Back in those heady days of 2009, investment bankers still ruled the roost. Bob Diamond, infamously described by Lord Mandelson as the “unacceptable face of banking”, was arguably the most powerful figure at Barclays, having presided over the meteoric rise of its investment banking arm, BarCap.

Such was his status that, despite spreading global distaste for bonus-happy traders – who were seen as having plunged the world into recession – he was already being lined up as group chief executive.

But what of the house that Bob built now? The division that was once Barclays’s pride and joy has become the embarrassing relative.

The division is seen as having underperformed – a point that group chief executive Jes Staley conceded last month as he defenestrated the unit’s boss, Tim Throsby. Critics say it has wasted resources, sucking up too much cash while offering little financial return. The unit’s pre-tax profits sank 29% in the first quarter, according to figures released last week. That will give its critic-in-chief, activist investor Edward Bramson, all the ammunition he needs to turn the screw on the bank’s leadership at Thursday’s annual meeting. The corporate raider holds a 5.5% stake via his Sherborne Investors vehicle, making him one of its largest shareholders. He is rattling his sabre, asking fellow investors to vote him onto the bank’s board.

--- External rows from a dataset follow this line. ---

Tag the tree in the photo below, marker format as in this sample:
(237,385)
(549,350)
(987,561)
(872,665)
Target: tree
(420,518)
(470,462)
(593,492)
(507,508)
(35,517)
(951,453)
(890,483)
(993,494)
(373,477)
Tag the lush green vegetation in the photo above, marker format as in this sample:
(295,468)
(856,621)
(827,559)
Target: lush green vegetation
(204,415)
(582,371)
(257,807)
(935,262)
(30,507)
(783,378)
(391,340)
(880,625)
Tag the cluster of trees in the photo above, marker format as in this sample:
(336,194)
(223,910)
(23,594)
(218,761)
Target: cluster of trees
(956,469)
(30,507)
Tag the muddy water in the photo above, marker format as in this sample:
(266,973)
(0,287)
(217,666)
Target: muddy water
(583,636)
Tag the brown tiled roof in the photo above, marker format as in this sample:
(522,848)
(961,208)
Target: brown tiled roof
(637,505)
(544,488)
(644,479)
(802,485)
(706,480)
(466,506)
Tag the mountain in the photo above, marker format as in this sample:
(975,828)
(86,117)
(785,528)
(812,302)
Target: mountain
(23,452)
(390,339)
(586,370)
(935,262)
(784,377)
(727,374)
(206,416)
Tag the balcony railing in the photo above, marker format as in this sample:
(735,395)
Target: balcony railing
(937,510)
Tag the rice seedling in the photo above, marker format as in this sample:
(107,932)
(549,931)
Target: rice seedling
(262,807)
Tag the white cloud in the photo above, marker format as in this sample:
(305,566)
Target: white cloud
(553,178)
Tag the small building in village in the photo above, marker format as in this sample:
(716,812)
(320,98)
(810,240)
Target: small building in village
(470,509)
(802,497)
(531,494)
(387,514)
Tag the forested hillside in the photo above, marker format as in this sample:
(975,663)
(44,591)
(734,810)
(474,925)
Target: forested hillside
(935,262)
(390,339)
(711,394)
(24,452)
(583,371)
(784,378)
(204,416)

Should he succeed in becoming the cuckoo in Barclays’s nest, he will push for the investment banking unit to be hacked back to boost the group’s share price.

Barclays isn’t the only investment bank having a tough time. UBS said last week that its investment banking profits plunged 64%, while Deutsche’s trading arm, which appears to be in a perpetual state of decline, suffered its second loss-making quarter in a row.